Dewa menatap ke arah Harmoni dengan tatapan tajam dan serius.
"Kali ini aku tak akan sungkan padamu, Sayang!"
Secepat kilat, Dewa langsung mengangkat tubuh Harmoni melayang di udara.
Awalnya gadis itu terkejut dengan pergerakan Dewa namun, saat sudah berada di atas, bukannya rasa sakit yang ia rasakan, melainkan rasa kagum yang mulai merasuki diri gadis tersebut terhadap Dewa.
Di bawah tempat ia latihan bela diri, ternyata saat ini sudah berganti dengan padang rumput yang sangat indah dengan berbagai jenis bunga dan beberapa hewan kecil lainnya seperti kepik emas dan kepik merah yang begitu lucu.
"Apa ini ulahmu?" tanya Harmoni masih mengalungkan kedua tangannya pada punggung Dewa.
"Siapa lagi yang bisa melakukan hal ini?" tanya balik Dewa pada Harmoni.
Tatapan mata Harmoni tertuju pada Dewa dan pria itu juga membalas tatapan mata gadis yang saat ini berada di hadapannya.
"Terima kasih!"
Kening Dewa mengkerut sempurna kala ia mendengar kata terima kasih dari Harmoni.
"Untuk apa? aku tak pernah merasa membantu siapapun?" elak Dewa yang memang tak melakukannya sesuatu hal yang masuk dalam kategori membantu seseorang yang membutuhkan.
"Karena sudah membuat hariku lebih indah selama dua hari ini," ujar Harmoni pada Dewa.
Dewa tersenyum manis pada Harmoni. "Apa kau suka?" tanya Dewa.
"Sangat suka karena alam bebas memang bagian terindah dari bumi," cicit Harmoni memeluk tubuh Dewa dan tubuh keduanya masih melayang di udara, jika ada orang lain di ruangan itu, sudah dapat dipastikan, orang tersebut akan pingsan karena melihat dua sosok muda-mudi yang melayang seperti di ikat oleh benang dan hal tersebut hanya ada dalam sebuah film.
Dewa membalas pelukan Harmoni dengan tubuh keduanya yang perlahan mulai turun, menapaki lantai yang berada di ruangan itu.
Sementara Harmoni masih menjamin matanya, menikmati setiap momen bersama dengan Dewa.
"Beruntung sekali kelak perempuan yang akan menjadi istrinya," gumam Harmoni dalam hati.
Saat hatinya berbicara seperti itu, ada bagian dari perasaannya yang tercubit, meskipun tak begitu parah rasa sakitnya.
Di istana Amoora, Darren dan Dorotta mulai sibuk mempersiapkan kartu undangan untuk para gadis yang akan ikut dalam pemilihan calon permaisuri kerajaan Amoora generasi selanjutnya.
"Apa semua persiapan sudah beres?" tanya Dorotta pada sang suami yang duduk tepat di sampingnya, sementara para pelayan lain mulai membungkus undangan tersebut dengan rapi.
"Sudah, hanya tinggal Dewa saja belum kita hubungi," jelas Darren pada sang istri.
"Kita harus segera memberitahu anak itu, agar tak terjadi sesuatu hal yang tak diinginkan karena ini bukan hanya sekedar acara biasa saja, ini acara sakral yang akan dikenang oleh para tamu yang datang, khususnya para orangtua calon mempelai wanita," celoteh Dorotta.
"Kau tenang saja!
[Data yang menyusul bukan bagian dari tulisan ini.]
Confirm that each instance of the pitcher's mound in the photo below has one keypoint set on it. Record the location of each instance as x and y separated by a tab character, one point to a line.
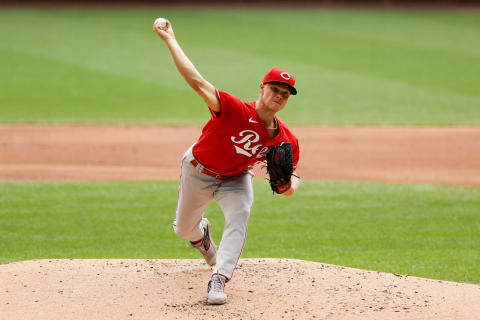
260	289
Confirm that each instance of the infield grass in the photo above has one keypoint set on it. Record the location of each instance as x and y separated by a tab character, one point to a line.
421	230
352	67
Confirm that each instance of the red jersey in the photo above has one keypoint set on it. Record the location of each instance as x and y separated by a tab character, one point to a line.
234	139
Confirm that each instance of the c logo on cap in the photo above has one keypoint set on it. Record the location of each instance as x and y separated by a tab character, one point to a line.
285	75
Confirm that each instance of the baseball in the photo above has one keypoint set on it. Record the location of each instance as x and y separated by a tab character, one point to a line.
161	22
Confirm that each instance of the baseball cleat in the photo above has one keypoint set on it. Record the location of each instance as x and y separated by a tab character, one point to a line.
216	286
206	246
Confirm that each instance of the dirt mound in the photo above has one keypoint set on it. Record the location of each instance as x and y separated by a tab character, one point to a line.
260	289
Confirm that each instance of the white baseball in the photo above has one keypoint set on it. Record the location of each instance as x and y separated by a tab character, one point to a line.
161	22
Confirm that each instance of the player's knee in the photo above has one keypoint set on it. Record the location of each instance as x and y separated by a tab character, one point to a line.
241	213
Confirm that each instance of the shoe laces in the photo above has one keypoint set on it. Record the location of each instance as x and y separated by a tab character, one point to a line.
218	283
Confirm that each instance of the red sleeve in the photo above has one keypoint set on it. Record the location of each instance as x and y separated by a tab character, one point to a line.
228	105
296	153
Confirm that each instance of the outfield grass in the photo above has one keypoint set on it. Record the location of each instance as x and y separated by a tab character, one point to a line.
353	67
422	230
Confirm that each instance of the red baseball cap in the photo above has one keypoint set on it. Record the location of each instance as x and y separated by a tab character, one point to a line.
282	76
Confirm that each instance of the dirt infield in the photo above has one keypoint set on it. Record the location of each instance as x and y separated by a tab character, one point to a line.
448	155
261	289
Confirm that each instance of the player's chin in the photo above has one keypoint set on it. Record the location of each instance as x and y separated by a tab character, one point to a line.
276	106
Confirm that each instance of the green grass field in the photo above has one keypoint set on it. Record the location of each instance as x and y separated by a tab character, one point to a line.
422	230
352	67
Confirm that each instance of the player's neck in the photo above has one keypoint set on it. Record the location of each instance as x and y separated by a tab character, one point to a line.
267	116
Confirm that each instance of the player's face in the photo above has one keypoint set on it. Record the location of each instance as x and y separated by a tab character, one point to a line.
275	95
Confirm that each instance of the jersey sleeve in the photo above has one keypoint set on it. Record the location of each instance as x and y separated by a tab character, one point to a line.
229	105
296	153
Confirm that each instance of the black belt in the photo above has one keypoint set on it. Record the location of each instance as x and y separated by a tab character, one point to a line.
209	172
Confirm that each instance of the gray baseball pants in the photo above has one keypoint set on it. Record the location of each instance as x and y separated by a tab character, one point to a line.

Dewa itu anak yang penurut dan aku tahu, Dewa akan melakukan semuanya dengan baik, bahkan sangat baik," yakin Darren pada putranya semata wayangnya.
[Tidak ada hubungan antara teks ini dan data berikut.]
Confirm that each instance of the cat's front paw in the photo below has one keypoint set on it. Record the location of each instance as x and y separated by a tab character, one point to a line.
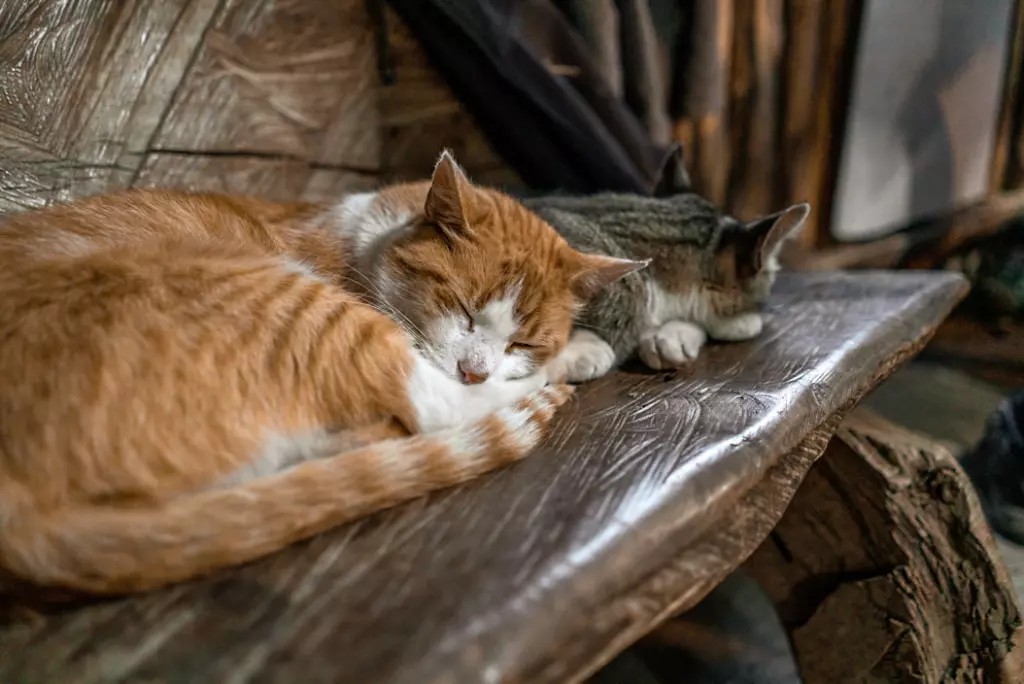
673	345
585	357
736	329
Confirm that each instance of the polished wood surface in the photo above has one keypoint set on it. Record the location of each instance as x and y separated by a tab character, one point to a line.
532	572
280	99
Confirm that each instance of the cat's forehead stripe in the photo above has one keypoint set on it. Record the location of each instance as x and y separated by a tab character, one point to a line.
500	313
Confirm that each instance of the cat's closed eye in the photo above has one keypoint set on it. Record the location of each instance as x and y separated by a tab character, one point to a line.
469	316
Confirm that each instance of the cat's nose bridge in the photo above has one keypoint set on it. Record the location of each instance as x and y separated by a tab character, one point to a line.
478	360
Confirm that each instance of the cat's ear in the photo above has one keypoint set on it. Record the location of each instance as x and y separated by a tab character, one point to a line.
771	232
674	178
597	271
445	200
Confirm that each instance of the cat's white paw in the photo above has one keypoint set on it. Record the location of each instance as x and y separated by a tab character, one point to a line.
673	345
736	329
585	357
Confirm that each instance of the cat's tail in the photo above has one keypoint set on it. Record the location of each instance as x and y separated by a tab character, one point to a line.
105	550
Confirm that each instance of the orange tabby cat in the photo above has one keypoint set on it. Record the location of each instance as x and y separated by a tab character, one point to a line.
194	381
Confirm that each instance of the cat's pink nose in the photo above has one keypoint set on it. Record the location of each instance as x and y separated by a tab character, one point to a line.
471	377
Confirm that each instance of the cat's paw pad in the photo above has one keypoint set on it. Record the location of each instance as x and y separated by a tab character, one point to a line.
736	329
586	356
675	344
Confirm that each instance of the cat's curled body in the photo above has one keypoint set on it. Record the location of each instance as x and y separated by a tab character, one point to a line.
192	382
708	275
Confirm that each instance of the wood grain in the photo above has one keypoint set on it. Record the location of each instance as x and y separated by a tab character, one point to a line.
505	579
71	112
1007	169
755	187
293	78
275	97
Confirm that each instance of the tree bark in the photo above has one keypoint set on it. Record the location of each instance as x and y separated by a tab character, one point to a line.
883	568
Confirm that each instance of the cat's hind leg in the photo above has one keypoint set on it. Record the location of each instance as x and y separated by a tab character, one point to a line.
674	344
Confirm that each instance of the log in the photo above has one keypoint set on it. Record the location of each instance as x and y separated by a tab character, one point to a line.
883	568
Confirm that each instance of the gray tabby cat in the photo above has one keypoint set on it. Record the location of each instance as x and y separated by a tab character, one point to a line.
708	275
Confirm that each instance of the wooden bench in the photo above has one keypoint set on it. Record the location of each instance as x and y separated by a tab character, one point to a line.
651	489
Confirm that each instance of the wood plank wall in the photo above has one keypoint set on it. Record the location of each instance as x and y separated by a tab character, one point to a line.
274	97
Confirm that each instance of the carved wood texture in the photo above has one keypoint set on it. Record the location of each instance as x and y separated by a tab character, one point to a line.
280	98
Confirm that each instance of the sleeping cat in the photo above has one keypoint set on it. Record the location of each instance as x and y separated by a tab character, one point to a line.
709	274
194	381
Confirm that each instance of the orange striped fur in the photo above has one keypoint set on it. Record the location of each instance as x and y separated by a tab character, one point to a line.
194	381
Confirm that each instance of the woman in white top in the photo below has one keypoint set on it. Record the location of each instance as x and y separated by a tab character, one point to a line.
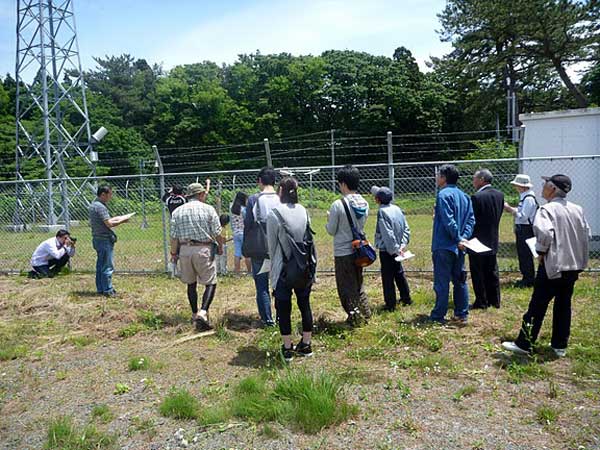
238	212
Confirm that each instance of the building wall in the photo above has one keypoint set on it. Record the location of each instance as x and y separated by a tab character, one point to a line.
566	133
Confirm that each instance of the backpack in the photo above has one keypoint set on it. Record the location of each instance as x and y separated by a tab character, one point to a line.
300	268
364	254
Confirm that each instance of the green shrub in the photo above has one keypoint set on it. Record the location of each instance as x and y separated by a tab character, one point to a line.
139	363
150	320
63	435
308	402
132	329
179	404
102	413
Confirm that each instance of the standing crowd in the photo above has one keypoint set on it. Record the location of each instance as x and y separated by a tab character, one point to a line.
273	237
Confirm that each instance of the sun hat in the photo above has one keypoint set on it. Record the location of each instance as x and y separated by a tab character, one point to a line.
195	189
562	182
522	180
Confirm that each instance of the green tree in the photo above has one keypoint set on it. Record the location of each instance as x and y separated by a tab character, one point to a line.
520	41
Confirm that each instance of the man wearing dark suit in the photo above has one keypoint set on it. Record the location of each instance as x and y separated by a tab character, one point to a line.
488	204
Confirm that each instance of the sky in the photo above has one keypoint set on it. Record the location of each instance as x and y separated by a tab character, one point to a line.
186	31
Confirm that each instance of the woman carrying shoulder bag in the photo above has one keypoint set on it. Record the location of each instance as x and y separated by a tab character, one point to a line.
289	238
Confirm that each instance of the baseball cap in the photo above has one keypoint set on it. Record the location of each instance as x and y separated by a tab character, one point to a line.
383	194
195	189
563	182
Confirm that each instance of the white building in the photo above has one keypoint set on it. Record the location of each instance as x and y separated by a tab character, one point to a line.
566	133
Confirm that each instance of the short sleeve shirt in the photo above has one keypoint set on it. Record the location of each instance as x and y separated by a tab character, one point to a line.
195	221
98	214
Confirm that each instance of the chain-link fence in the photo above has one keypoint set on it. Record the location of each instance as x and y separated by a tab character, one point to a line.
142	245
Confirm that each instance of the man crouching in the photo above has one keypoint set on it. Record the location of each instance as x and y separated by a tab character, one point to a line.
52	255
"Jangan mengentengkan sesuatu, kau harus segera memberitahu Dewa, jika acaranya akan berlangsung 5 hari dari sekarang," jelas Dorotta kembali mengingatkan sang suami.
"Iya, Ratu Dorotta yang cantik, baik, dan manis seperti gula," goda Darren pada sang istri.
"Jangan selalu membual, kau sudah tua, jangan sampai Dewa tahu, jika kau pria tua yang suka membual di hadapan istrinya," ledek Dorotta pada sang suami.
"Jangan seperti itu, bukankah perkataanmu begitu frontal pada suamimu yang masih terlihat tampan ini?" goda Darren pada Dorotta.
Dorotta hanya bisa menutup mulutnya sendiri karena sikap suaminya yang terlewat percaya diri.
Ratu dari kerajaan Amoora tersebut saat ini tengah dalam proses menahan tawanya.
"Jangan mengada-ada, Raja Darren! ingat! semuanya sudah termakan usia, termasuk dirimu," sindir Dorotta langsung beranjak dari tempat itu menuju ruangannya.